Us in Japan: Day 8 Part 2 - Hakone & There's only one speed on an electric bike: fun!

Made it back to Shinjuku tonight, but heading back on the bullet train tomorrow to Kyoto. I think the hotel we booked is pretty baller so we'll see. As for the train, a one way trip is roughly $133. Coming from Odawara today in the dark, it was hard to see how relatively fast it was but let me tell you it seemed pretty fast anyway. I can't wait to see scenery fly by tomorrow - I think the ride is like 2 hours (570km)...or something like that.

Anyway, like I was saying, My Fuji was pretty epic. We actually went up to to station 5/10 on the mountain, which I think is about half way, but to be honest the view of it from a distance was way more spectacular.

Roughly translated (according to our guide), Fuji stands for "only one". Like the maple leaf this thing is an icon. I've seen my fair share of mountain ranges but to have the largest mountain in an entire country standing alone like that is pretty majestic. Seriously.

We stayed in the town of Hakone, which is located in the crater of a volcano. Apparently it's active, since the heat from it powers something like 3000 hot springs in the area. In the center, there's a lake which I'm gonna go ahead and guess feeds the springs.

If you've never been to one before (which I haven't), let me tell you that's its a liberating/awkward experience. Imagine an open air hot tub but then like a whole bunch of guys with their junk hanging around bathing in it.
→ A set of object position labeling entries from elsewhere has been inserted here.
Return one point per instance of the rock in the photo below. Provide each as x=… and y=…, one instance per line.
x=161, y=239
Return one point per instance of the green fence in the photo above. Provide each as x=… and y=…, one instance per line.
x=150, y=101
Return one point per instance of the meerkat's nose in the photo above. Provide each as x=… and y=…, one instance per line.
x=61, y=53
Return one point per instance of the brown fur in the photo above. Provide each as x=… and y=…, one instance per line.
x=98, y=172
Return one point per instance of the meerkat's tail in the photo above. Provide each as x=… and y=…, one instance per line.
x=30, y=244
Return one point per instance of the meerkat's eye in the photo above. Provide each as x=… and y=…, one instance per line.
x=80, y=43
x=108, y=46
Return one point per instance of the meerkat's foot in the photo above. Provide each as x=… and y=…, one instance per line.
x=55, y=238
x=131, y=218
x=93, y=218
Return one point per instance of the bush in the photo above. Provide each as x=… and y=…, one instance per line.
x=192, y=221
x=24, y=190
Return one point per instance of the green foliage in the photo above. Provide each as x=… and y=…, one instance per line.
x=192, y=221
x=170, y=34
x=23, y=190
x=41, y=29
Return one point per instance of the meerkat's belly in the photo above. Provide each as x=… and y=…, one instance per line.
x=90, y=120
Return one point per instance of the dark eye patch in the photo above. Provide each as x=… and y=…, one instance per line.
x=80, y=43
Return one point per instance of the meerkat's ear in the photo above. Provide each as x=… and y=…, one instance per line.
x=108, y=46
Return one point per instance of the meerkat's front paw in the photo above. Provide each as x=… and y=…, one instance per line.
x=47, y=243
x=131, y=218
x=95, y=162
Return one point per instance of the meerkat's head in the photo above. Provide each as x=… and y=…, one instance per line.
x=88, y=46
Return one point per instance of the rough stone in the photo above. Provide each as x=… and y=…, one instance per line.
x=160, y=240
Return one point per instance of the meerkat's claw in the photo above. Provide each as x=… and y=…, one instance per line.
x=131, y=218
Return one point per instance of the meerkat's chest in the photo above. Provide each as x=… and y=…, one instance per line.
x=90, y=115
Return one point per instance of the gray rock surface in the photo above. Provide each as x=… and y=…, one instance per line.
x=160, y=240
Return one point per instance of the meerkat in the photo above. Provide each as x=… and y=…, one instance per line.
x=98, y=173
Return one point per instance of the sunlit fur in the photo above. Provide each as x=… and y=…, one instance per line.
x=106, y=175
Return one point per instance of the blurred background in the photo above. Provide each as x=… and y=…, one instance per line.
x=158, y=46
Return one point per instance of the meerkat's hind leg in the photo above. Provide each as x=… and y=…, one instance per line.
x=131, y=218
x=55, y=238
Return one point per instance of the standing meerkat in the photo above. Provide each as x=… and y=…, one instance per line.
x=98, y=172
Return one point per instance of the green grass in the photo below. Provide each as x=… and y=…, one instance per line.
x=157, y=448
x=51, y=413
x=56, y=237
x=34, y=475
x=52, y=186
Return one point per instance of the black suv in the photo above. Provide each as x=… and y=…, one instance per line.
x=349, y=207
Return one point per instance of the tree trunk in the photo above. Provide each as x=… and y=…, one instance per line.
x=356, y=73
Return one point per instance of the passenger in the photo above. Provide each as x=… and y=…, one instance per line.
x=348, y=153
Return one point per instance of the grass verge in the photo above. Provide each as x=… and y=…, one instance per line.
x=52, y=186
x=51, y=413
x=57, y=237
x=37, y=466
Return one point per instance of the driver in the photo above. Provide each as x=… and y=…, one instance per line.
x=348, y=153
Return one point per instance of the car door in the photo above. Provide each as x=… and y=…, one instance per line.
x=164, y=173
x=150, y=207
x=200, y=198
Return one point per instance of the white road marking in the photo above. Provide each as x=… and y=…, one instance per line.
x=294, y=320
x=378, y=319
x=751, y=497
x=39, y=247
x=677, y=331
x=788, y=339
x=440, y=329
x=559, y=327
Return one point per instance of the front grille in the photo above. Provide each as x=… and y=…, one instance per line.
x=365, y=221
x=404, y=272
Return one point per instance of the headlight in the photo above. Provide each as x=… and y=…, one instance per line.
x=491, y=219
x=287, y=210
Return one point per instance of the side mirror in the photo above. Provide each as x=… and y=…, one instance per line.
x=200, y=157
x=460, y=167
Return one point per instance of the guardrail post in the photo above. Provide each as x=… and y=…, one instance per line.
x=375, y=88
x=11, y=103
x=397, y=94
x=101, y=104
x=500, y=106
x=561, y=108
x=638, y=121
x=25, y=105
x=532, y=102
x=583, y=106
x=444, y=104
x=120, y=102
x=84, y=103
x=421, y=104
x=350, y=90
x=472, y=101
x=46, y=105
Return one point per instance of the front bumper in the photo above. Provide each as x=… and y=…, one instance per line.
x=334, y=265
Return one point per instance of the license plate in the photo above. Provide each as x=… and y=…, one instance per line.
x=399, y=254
You're only allowed to bring a small rag (like a face cloth) with you into the actual hakone and you gotta wear a robe to it (nekkid underneath). I dunno, public baths are kinda like the showers at the Y...a bit awkward.

The next day we woke up next to the lake and it was still beautiful outside. Despite the fact that we had day passes for the transit and cable cars in the area we opted against it...ok, that's a lie. My sister lost her pass like a chump and I got super pissed. Instead, we ended up renting these electric assisted bicycles (for 500 yen an hour), for a few hours to get around the area. They are super fun and make you feel like Lance Armstrong but with both testes. Cruising around was pretty fun.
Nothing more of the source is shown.